Waitrose Plan – Traffic Implications Don’t Add Up

Published on: 2 May, 2012
Updated on: 2 May, 2012

From Graham Hibbert

I attended the Waitrose presentation and fully support their entry into the Guildford market. I am, however, disappointed that the size of the site available to them does not allow them to share the site with a John Lewis store which I understand to be their preferred format.

The absence of a proper longer term plan to tackle Guildford’s chronic traffic problems also gives me serious concern about this development.  Waitrose say they have done a traffic survey and the impact of their development will be acceptable.

Without knowing the details, I cannot judge if this analysis is correct. However, what alarms me is the cumulative impact of the 25 developments described in GBC’s “Masterplan”. What assurance do we have that this has been properly analysed? We set off with an infrastructure deficit before any of these developments has started.

We have to find a solution to getting through traffic out of the centre of town. We know there is no money short term; that is why we have to plan long term and stop short term decisions blocking steps to solve Guildford’s long standing problems.
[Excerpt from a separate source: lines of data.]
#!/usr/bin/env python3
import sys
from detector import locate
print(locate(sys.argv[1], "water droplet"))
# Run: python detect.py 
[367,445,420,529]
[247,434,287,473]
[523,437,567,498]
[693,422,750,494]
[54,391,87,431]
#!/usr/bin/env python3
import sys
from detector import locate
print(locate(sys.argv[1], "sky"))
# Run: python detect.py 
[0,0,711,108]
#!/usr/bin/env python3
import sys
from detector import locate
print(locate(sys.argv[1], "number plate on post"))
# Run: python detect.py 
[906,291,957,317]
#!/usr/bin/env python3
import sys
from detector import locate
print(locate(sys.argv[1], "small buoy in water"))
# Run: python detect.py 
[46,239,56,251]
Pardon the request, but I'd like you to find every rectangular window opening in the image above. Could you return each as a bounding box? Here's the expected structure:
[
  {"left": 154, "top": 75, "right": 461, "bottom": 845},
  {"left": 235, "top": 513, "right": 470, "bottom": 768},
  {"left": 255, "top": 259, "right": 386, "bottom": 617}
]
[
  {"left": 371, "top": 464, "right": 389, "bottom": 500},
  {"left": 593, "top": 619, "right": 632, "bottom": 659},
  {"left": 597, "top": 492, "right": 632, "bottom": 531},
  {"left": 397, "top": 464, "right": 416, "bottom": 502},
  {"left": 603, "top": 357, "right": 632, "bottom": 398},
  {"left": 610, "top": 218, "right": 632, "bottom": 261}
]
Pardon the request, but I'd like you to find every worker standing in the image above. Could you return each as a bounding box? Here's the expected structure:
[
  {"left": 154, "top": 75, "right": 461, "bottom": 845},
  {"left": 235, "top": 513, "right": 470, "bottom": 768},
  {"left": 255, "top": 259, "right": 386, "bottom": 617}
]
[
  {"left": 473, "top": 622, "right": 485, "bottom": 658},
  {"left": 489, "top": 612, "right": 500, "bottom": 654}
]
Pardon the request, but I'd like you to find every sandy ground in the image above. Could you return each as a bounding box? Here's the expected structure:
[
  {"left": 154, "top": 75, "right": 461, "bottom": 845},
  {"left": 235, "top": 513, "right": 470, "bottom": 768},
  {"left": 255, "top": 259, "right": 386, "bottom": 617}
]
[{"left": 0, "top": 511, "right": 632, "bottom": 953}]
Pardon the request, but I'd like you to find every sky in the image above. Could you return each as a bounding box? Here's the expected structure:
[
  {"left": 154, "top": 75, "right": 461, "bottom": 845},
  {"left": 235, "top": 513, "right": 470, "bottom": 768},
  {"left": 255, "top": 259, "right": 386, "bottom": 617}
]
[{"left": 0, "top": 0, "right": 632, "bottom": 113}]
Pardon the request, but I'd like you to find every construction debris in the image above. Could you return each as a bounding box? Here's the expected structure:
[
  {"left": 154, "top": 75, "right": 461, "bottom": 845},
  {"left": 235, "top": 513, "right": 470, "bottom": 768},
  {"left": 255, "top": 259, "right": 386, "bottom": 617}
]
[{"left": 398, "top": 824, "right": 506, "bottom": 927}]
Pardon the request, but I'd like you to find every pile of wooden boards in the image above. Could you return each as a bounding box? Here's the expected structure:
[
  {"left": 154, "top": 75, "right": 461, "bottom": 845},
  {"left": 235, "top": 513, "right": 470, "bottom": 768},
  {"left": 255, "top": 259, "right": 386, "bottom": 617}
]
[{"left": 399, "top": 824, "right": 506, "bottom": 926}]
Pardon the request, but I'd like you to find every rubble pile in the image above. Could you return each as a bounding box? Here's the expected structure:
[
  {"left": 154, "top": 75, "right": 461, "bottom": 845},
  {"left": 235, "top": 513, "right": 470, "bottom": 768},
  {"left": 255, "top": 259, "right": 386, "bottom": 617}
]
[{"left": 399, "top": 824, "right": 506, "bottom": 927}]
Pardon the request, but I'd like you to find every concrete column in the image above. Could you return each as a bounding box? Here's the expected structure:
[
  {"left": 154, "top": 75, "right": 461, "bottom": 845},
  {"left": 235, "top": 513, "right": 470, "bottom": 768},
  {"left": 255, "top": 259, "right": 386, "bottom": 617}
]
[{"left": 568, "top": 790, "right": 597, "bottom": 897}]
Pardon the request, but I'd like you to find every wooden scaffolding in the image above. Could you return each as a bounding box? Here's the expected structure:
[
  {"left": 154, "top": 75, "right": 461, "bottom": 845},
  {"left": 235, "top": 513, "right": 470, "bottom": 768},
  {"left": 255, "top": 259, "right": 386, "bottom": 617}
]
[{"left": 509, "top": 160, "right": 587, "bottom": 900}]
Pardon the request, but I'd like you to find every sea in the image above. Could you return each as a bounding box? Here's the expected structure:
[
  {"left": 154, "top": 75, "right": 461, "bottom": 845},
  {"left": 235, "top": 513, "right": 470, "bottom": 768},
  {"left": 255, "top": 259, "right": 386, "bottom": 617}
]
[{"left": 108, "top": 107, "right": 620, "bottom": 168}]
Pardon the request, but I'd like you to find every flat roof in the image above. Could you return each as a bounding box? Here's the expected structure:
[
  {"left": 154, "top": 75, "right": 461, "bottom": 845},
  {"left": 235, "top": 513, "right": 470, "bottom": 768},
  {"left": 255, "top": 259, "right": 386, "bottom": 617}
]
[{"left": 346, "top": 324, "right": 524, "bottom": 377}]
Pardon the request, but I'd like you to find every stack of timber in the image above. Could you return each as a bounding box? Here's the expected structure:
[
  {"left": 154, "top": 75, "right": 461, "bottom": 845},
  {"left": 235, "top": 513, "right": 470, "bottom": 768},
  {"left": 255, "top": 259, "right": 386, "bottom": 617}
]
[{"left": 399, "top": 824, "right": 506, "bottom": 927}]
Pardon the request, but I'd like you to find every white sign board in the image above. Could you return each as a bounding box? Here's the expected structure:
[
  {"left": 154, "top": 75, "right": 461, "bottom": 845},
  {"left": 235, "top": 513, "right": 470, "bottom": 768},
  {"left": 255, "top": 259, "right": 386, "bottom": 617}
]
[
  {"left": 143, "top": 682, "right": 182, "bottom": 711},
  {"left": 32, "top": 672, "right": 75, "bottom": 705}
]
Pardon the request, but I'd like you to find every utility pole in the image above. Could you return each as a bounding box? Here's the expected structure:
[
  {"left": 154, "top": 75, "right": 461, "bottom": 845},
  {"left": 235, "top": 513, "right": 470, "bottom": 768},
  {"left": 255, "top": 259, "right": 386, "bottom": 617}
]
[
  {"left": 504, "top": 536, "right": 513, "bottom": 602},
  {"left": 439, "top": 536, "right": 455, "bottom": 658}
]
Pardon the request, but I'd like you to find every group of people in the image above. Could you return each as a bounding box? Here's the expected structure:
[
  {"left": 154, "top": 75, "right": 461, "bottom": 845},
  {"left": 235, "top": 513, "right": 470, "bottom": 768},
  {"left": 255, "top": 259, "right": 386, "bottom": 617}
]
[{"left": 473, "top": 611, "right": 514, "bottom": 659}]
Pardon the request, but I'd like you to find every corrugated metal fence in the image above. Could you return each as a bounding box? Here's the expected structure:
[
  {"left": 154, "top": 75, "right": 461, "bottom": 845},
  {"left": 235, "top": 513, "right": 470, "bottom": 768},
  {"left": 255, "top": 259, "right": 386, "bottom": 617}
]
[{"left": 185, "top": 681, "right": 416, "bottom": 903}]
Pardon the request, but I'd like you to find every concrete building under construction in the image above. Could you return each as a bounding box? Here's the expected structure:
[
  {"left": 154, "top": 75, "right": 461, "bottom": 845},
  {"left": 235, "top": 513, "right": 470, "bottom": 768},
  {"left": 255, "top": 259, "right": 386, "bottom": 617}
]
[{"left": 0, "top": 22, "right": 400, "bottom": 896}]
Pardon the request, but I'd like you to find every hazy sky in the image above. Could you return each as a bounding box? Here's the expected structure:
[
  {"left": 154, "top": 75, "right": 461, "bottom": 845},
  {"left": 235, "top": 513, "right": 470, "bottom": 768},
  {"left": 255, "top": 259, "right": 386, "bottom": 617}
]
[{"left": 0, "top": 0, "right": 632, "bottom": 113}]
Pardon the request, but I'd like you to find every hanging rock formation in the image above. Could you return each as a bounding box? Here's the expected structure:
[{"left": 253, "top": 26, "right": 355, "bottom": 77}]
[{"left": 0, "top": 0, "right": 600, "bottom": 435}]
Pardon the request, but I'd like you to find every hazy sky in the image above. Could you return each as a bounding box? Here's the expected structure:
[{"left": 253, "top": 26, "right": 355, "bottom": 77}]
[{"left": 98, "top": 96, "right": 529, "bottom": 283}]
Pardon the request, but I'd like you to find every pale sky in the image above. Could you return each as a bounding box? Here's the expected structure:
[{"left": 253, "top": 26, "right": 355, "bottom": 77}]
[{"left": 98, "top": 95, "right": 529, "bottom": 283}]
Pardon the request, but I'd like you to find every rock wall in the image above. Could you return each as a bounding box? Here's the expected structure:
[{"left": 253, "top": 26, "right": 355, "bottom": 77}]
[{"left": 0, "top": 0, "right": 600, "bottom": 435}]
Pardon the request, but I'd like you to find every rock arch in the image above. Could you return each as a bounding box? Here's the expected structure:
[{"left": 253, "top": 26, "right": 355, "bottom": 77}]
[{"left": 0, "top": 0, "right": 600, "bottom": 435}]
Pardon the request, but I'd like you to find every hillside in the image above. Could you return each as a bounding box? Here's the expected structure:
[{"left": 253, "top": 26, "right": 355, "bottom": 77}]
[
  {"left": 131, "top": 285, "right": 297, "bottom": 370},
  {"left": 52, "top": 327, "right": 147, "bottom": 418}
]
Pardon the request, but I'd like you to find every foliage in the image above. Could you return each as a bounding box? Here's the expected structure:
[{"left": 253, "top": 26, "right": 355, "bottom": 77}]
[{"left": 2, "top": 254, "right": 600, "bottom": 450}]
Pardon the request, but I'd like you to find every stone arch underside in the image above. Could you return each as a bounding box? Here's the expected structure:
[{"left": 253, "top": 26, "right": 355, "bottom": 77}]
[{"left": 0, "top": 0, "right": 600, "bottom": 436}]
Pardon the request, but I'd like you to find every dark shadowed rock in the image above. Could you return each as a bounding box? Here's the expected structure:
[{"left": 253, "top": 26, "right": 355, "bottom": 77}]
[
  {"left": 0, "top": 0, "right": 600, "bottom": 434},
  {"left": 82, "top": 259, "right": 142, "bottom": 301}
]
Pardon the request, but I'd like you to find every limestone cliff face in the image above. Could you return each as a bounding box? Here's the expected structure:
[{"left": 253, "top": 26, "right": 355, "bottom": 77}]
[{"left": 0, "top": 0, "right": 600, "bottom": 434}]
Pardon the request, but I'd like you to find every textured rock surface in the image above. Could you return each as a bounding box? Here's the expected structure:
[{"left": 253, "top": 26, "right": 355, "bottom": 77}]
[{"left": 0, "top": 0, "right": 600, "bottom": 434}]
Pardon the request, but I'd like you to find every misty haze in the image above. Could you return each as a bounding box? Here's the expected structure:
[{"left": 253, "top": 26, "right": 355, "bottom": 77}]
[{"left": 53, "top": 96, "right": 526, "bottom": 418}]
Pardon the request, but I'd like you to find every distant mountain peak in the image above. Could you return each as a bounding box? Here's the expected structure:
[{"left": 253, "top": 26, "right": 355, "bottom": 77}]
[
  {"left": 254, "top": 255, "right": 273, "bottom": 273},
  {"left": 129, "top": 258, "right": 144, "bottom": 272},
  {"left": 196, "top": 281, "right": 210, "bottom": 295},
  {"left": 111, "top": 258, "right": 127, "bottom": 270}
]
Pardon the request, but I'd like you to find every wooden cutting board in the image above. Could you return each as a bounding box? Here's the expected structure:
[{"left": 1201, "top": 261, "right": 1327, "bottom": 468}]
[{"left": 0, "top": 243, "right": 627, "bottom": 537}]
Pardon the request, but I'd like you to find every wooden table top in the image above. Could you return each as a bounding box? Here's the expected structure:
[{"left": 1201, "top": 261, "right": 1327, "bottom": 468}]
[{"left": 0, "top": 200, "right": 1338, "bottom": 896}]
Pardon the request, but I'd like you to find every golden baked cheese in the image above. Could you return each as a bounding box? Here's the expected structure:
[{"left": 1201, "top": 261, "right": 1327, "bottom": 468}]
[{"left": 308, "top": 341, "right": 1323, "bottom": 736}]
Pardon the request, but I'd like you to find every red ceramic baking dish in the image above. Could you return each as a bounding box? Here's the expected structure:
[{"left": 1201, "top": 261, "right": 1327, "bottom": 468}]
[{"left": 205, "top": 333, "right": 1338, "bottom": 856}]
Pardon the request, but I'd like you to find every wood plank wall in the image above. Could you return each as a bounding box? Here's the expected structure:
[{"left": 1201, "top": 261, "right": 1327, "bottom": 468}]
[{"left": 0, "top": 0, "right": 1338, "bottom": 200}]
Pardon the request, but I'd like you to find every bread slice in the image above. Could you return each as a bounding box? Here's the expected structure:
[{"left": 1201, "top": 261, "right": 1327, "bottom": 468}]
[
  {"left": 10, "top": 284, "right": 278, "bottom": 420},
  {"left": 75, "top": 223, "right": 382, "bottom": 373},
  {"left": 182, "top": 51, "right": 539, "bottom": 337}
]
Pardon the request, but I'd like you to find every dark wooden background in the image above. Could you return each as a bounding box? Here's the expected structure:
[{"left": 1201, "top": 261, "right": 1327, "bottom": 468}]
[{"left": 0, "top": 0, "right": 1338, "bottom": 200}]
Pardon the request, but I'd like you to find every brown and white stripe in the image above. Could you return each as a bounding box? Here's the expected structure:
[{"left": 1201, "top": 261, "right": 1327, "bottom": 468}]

The absence of a proper plan is not just a worry for residents but also for business. Waitrose told me that they would be very unhappy if the bus station were to be moved (as GBC has already mooted) after they had built their store. They also don’t want Guildford’s frequent gridlock preventing access to their store.

GBC should not be held solely responsible for the absence of a proper plan for Guildford. It is the system that is at fault, with some of the planning being done by GBC, some by the County and some by the Highways Authority.

I believe that GBC should seize the opportunities offered by the Localism Act to break with the past and prepare a holistic plan for Guildford, so that business can invest in the town with certainty and residents can be free from the traffic chaos caused by the gyratory and the A3. The latter is a road that was built on the cheap – it was built too high which causes noise pollution from Burpham to Onslow, too narrow for the volume of traffic using it and, because it does not have four-way junctions, causes traffic to cross the town unnecessarily.

Solutions have to be found. They won’t be easy to see and perhaps tunnel vision is the answer. It will take years to fix but if we don’t start planning now, Guildford’s chronic traffic problems will prevent it reaching its potential.